18. Commercial Fleet Electrification Advances on a Separate Timeline From the Consumer Market Reset

Commercial fleet electrification is proceeding independently of consumer market weakness. Section 30C commercial charging tax credits, worth up to $100,000 per installed EV charging port, remain available through June 30, 2026. Heavy-duty commercial EVs continue to qualify for up to $40,000 per vehicle in federal credits. U.S. commercial and government fleets are projected to deploy over four million electric vehicles by 2030, a deployment pace that requires hundreds of billions of dollars in depot charging infrastructure regardless of where consumer EV market share lands in any given quarter. For logistics parks, industrial facilities and highway-adjacent commercial properties, the fleet electrification trajectory remains the more durable underwriting basis than consumer adoption projections.


19. Fuel Price Volatility Is Accelerating Fleet Total Cost of Ownership Calculations

Reuters reported March 18 that the ongoing Iran conflict oil shock is lifting fuel costs and nudging fleet operators toward EVs and hybrids, particularly where multi-year total cost of ownership (TCO) modeling already showed favorable economics.

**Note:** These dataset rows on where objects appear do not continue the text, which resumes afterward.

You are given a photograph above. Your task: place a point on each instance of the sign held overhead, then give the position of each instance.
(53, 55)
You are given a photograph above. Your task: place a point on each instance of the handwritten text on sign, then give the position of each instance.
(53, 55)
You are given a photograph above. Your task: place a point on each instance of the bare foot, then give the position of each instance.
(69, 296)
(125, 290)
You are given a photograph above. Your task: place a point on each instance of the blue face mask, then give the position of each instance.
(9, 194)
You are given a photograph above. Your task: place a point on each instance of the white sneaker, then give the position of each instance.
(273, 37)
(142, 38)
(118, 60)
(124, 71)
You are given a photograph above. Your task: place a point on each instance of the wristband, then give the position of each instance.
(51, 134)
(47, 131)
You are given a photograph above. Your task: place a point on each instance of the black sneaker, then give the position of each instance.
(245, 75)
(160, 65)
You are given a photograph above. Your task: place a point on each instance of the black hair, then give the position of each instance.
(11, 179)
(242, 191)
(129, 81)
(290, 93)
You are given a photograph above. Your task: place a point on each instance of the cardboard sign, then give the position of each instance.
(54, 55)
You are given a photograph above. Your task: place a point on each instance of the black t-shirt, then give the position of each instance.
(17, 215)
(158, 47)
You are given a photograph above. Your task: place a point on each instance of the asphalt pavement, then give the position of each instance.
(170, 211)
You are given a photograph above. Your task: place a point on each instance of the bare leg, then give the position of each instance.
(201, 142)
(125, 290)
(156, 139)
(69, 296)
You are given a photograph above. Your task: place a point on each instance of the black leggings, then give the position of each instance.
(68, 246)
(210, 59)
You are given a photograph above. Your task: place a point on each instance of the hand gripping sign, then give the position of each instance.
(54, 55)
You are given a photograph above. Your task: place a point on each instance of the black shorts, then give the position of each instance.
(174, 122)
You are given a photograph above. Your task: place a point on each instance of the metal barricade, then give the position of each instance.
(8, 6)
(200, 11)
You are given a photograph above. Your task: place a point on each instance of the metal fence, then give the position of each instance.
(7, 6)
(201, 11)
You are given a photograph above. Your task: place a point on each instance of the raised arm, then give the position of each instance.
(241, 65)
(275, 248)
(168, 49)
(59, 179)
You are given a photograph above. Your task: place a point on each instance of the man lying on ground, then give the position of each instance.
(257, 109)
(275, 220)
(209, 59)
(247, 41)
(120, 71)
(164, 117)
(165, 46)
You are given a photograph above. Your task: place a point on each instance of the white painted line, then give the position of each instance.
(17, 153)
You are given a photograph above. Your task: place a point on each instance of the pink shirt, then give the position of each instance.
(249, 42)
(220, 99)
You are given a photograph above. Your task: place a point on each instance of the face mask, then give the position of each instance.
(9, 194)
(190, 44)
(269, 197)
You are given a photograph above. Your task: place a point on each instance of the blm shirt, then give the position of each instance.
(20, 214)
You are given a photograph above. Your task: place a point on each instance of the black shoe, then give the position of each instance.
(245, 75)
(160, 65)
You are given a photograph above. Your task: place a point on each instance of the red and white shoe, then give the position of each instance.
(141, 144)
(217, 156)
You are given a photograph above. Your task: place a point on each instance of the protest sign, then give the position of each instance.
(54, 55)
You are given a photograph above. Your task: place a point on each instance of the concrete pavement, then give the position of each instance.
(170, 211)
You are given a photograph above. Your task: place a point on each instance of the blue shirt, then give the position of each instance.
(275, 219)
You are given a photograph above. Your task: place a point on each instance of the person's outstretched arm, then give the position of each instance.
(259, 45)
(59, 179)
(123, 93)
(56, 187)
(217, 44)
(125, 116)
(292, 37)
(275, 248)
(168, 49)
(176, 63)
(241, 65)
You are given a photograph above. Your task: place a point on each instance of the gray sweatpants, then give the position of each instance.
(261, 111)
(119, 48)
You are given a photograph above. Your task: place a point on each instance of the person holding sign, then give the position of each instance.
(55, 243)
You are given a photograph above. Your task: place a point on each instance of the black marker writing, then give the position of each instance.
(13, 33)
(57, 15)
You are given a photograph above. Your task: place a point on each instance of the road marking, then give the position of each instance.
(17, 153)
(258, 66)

Fleet operators run detailed 10-year TCO models, and sustained fuel price elevation shortens EV payback periods in ways that accelerate depot charging investment decisions. The lead time from initial TCO analysis to purchase order is typically 12 to 18 months, meaning fleet operators making electrification commitments now will arrive at depot charging installations in 2027 and 2028. Properties that have pre-positioned power capacity and charging-ready infrastructure are positioned to capture that demand as it materializes.

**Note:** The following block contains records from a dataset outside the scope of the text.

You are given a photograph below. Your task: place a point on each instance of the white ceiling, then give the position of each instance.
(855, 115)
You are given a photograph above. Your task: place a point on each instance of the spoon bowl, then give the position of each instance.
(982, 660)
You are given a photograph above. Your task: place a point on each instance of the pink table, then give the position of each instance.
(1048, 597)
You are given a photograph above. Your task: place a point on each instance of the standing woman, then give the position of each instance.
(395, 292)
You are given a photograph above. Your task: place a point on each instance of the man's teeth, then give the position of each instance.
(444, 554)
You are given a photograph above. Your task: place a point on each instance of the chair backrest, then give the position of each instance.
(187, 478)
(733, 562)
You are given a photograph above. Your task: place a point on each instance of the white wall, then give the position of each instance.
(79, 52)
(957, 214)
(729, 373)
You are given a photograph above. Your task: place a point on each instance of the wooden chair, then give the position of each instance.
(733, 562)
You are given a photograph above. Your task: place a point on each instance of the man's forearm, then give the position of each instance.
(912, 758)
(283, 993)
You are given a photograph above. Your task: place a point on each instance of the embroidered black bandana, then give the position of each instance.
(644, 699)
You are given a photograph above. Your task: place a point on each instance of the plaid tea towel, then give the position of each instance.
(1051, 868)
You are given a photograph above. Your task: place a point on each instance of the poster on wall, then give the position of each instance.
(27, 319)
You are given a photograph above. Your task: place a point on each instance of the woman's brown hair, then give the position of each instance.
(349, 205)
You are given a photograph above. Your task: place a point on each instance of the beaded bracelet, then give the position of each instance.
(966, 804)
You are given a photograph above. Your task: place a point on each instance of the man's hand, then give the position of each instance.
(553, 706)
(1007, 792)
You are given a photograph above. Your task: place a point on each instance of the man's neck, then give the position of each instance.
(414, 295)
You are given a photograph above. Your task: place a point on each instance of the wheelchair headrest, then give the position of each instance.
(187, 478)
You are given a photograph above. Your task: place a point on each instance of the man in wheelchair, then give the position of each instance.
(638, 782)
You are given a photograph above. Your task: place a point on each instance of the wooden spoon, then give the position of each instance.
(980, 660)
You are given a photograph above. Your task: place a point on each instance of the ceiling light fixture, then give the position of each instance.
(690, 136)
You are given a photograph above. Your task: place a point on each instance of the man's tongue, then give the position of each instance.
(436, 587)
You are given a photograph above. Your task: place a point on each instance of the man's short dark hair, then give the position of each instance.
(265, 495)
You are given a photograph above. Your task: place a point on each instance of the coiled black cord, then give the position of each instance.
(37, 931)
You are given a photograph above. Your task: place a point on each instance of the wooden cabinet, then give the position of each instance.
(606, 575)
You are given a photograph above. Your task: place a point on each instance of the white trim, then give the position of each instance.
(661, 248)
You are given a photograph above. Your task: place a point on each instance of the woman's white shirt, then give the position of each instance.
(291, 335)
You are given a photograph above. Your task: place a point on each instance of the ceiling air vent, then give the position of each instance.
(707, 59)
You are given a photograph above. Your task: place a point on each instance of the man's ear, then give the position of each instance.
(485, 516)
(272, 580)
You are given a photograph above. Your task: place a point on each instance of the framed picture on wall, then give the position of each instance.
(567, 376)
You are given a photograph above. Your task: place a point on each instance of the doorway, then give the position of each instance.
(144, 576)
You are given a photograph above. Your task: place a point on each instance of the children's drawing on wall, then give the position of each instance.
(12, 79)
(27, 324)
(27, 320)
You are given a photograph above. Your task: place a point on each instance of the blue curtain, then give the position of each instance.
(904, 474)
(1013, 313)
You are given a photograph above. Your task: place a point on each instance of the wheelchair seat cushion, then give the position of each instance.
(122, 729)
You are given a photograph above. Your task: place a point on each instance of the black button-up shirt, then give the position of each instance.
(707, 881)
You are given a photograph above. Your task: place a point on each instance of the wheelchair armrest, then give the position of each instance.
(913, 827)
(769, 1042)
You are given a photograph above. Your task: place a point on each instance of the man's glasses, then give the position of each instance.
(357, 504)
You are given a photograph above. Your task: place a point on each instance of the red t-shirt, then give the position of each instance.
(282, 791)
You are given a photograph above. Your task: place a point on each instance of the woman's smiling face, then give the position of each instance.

🖥 Data Center Demand and Innovation


20. The Ratepayer Pledge Is Nonbinding — State Rate Cases Are Where Enforcement Is Actually Being Built

The White House Ratepayer Protection Pledge signed by Amazon, Google, Meta, Microsoft, OpenAI, Oracle and xAI commits these companies to build, buy or contract new generation for their data centers, pay for all grid upgrade costs they trigger and negotiate separate rate structures with utilities. It carries no statutory authority and creates no enforceable regulatory obligation. A Consumer Reports investigation published this week found that areas near data center concentrations have seen power price nodes increase by as much as 267 percent between 2020 and 2025 under the existing rate structure, which the pledge does not directly amend. The enforcement architecture is being built at the state level: Pennsylvania's dedicated rate class for data center customers, Oregon's Power Act, Illinois' Clean and Reliable Grid Act and New York's PSC review are the binding mechanisms. The pledge sets the political expectation; the state proceedings set the tariff.